La politóloga Erica Chenoweth, de la Universidad de Harvard, junto a Jeremy Pressman y Soha Hammam, señalaron en un artículo publicado en los medios Waging Nonviolence y The Guardian que las protestas actuales son más numerosas y frecuentes de lo que muchos creen. Según el Crowd Counting Consortium, en febrero se duplicaron las manifestaciones respecto al mismo periodo de hace ocho años, abarcando los 50 estados de la unión americana.
Tan sólo la semana pasada, miles de ciudadanos protestaron cerca de la Universidad Tufts, en Boston, por el arresto de Rumeysa Ozturk, estudiante de posgrado detenida tras coescribir un artículo crítico al genocidio en Gaza y abogar por un boicot a empresas vinculadas a Israel.
De igual manera, en Nueva York, más de mil judíos se manifestaron contra la detención de Mahmoud Khalil, estudiante palestino de Columbia, por protestar contra la política estadounidense hacia Israel.
En este contexto, el secretario de Estado, Marco Rubio, informó que 300 estudiantes internacionales perdieron sus visas por estas actividades.

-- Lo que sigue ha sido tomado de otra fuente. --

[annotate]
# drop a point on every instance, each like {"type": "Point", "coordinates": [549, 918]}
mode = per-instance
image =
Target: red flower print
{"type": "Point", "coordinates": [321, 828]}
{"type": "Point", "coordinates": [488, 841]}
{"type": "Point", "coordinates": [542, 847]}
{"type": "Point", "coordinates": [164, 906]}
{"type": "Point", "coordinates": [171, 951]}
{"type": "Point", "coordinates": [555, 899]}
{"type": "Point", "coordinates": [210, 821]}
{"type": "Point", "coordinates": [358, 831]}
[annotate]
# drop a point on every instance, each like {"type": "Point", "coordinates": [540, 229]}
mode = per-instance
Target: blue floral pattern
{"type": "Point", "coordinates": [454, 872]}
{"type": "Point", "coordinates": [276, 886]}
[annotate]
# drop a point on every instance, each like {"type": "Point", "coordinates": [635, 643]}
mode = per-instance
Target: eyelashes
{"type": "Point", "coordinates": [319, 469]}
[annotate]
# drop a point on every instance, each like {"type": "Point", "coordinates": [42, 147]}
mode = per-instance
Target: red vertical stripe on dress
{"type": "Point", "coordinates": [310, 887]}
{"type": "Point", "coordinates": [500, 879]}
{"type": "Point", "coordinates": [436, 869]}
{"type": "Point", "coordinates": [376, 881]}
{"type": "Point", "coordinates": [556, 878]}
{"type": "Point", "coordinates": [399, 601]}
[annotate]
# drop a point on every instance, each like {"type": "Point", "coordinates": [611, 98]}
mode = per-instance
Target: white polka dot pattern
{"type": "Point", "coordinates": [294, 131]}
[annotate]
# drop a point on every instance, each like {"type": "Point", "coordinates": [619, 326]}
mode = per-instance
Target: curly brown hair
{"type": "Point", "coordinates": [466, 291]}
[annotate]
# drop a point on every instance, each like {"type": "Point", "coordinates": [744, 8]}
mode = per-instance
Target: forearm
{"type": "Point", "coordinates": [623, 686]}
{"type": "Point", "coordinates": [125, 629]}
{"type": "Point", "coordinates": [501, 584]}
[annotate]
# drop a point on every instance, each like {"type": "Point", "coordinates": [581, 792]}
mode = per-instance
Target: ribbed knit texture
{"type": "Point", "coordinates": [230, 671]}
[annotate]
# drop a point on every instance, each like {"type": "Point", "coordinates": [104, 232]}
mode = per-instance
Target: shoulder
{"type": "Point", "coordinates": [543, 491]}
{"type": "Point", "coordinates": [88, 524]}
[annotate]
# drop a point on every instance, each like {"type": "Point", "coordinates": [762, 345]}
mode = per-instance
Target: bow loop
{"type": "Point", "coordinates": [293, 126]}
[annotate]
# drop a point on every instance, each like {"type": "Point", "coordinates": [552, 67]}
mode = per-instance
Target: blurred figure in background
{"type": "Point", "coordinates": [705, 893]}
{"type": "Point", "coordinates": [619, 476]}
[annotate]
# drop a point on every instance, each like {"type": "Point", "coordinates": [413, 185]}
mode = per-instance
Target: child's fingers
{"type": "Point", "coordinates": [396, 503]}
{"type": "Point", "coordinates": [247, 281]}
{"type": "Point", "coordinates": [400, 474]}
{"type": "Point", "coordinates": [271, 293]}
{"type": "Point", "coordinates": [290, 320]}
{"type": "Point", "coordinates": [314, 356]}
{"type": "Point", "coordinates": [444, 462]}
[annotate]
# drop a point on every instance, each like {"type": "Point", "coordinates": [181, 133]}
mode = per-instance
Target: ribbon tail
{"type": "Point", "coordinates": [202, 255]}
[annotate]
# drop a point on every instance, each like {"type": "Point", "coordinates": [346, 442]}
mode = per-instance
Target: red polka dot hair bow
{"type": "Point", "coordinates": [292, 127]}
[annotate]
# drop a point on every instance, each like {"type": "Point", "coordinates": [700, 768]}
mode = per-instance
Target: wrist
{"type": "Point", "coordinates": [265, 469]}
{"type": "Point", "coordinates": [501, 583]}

Medios locales revelaron que los profesores temen por los 1.5 millones de estudiantes con visa en el país, por lo que algunos académicos se han unido a las protestas defendiendo la libertad de expresión.
Por otro lado, el gobierno estadounidense enfrenta 146 demandas por deportaciones y despidos, según el foro de derechos sobre seguridad Just Security. En respuesta, para el próximo 5 de abril, organizaciones civiles como MoveOn, Indivisible y el Working Families Party convocaron protestas en 150 ciudades para proteger programas sociales.
Al respecto, el historiador Eric Blanc, de Rutgers, destacó que el movimiento anti-Trump está más enfocado en economía y sindicatos que en su anterior administración en 2017, por lo que podría superar al “trumpismo”.
Finalmente, medios estadounidenses reportaron que los sindicatos, amenazados por despidos y aranceles, planean acciones como las del 1 de mayo, lideradas por el Sindicato de Maestros de Chicago, que incluyen boicots y posibles paros. Inmigrantes, veteranos, científicos y estudiantes también se sumarán, diversificando la resistencia, en lo que Chenoweth compara con movimientos democráticos históricos.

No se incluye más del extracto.